Friday, April 28, 2017

Perfect opportunity for Auditor-General and PAC to re-look into 1MDB scandal: review 1MDB-IPIC settlement which had Malaysians bearing US$7.01 bil. to resolve 1MDB’s US$3.5 bil. bond borrowing

Yesterday, the Second Finance Minister, Dato’ Seri Johari Abdul Ghani desperately tried to backtrack from his original assertion which tried to shift the blame for the 1MDB-IPIC “settlement” to the Prime Minister.

The glorified ‘settlement’ had in effect shifted the burden on repaying 1MDB’s US$3.5 billion bond to the Ministry of Finance, despite repeated assertions by 1MDB and Dato’ Seri Johari himself that 1MDB has already paid IPIC US$3.51 billion in the past.  This meant that Malaysians have to bear a whopping US$7.01 billion to resolve 1MDB’s US$3.5 billion bond borrowing before even taking into consideration the annual interest payments of approximately US$200 million!

“I don't report to him. I never contradicted the Prime Minister. Don't try to split me and the prime minister with this matter," the Second Finance Minister told Malaysiakini.

However, I never accused him of “contradicting” the Prime Minister.  I merely repeated what he had said earlier, which was “the Prime Minister has made the decision for the country. That’s it,” and that the matter is now “beyond [him]”.  His own statement clearly showed that while he had all along said that the dispute between 1MDB and IPIC should go to arbitration and that he was “very confident” of the Malaysian parties winning the case, he had to wash his hands off the matter as the matter has been decided by the Prime Minister.

I had then said that if the US$3.5 billion or RM15 billion matter is “beyond [him]” as a Finance Minister, then he might as well resign from his office.

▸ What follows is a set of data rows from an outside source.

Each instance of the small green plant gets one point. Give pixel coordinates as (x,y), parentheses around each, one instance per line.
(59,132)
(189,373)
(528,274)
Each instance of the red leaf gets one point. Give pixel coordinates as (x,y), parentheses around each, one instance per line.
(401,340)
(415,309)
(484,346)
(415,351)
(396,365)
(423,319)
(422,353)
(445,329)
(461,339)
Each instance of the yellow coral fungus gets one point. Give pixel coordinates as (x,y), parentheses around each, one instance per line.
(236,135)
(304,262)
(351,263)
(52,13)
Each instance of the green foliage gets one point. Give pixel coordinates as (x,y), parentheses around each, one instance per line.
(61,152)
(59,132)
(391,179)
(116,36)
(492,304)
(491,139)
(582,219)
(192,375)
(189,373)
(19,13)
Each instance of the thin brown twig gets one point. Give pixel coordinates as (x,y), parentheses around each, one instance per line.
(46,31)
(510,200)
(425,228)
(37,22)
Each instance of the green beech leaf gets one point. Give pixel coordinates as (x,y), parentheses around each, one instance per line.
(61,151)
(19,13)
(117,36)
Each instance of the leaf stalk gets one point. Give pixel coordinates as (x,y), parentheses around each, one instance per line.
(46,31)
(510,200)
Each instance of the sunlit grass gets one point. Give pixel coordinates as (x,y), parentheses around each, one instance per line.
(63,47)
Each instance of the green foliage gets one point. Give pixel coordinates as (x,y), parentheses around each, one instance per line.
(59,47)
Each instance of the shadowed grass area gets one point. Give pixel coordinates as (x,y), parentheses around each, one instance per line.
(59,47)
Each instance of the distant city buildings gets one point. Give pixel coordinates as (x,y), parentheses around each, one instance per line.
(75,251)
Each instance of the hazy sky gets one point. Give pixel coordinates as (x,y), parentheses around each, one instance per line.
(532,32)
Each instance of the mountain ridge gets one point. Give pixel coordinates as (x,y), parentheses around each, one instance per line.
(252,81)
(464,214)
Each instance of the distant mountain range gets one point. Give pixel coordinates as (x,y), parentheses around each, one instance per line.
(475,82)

However, Dato’ Seri Johari shot back, asking "Who is Pua to ask me to resign?”  “I don't report to him. I never contradicted the prime minister. Don't try to split me and the Prime Minister with this matter," he added.

Dato’ Seri Johari appears to have forgotten, while he reports to the Prime Minister in the Cabinet, he is there to serve the interest of Malaysians and not that of the Prime Minister.  If the decision of the Prime Minister is clearly detrimental to the interest of Malaysians, as the settlement showed, then it is certainly the duty of a Finance Minister to make things right.

However, the Second Finance Minister is clearly more interested in blindly supporting Dato’ Seri Najib Razak, by brushing off my allegation that Najib was conflicted in making the decision with regard to the settlement.

I call upon Dato’ Seri Johari to access his conscience and determine facts of the matter, something which is fully within the powers of a Finance Minister. Of the US$3.51 billion which 1MDB had purportedly paid to IPIC, Dato’ Seri Najib Razak has received US$30 million in in personal bank account in while his stepson, Riza Aziz received US$238 million via his company, Red Granite.

The above facts which were outlined in United States Department of Justice (US DOJ) suit to seize US$1 billion of laundered assets by funds originating from 1MDB has never been disputed by Dato’ Seri Najib Razak himself, and if indeed true, the clearly puts the Prime Minister in a position of conflict when deciding on the settlement terms with IPIC.

If the Second Finance Minister is genuine in his desire to “serve the nation” as professed in his March open letter to me, then I ask him to join me in calling for the Auditor-General (AG) and the Public Accounts Committee (PAC) to re-look into the 1MDB scandal in the light of the latest developments.

It should be noted that the PAC was told by 1MDB and its CEO, Arul Kanda that all payments which have been made to IPIC would be used to offset the US$3.5 billion 1MDB bonds which were guaranteed by IPIC.  The PAC also never made the recommendation for the Ministry of Finance to take over the liability for the bonds from IPIC – that would be just ridiculous.

Hence, it is crucial for both the AG and the PAC to re-visit the 1MDB scandal in the light of new evidence, including but not limited to the “settlement” agreement with IPIC as well as the new information contained in the US DOJ suit to seize the US$1 billion worth of laundered assets with funds originating from 1MDB.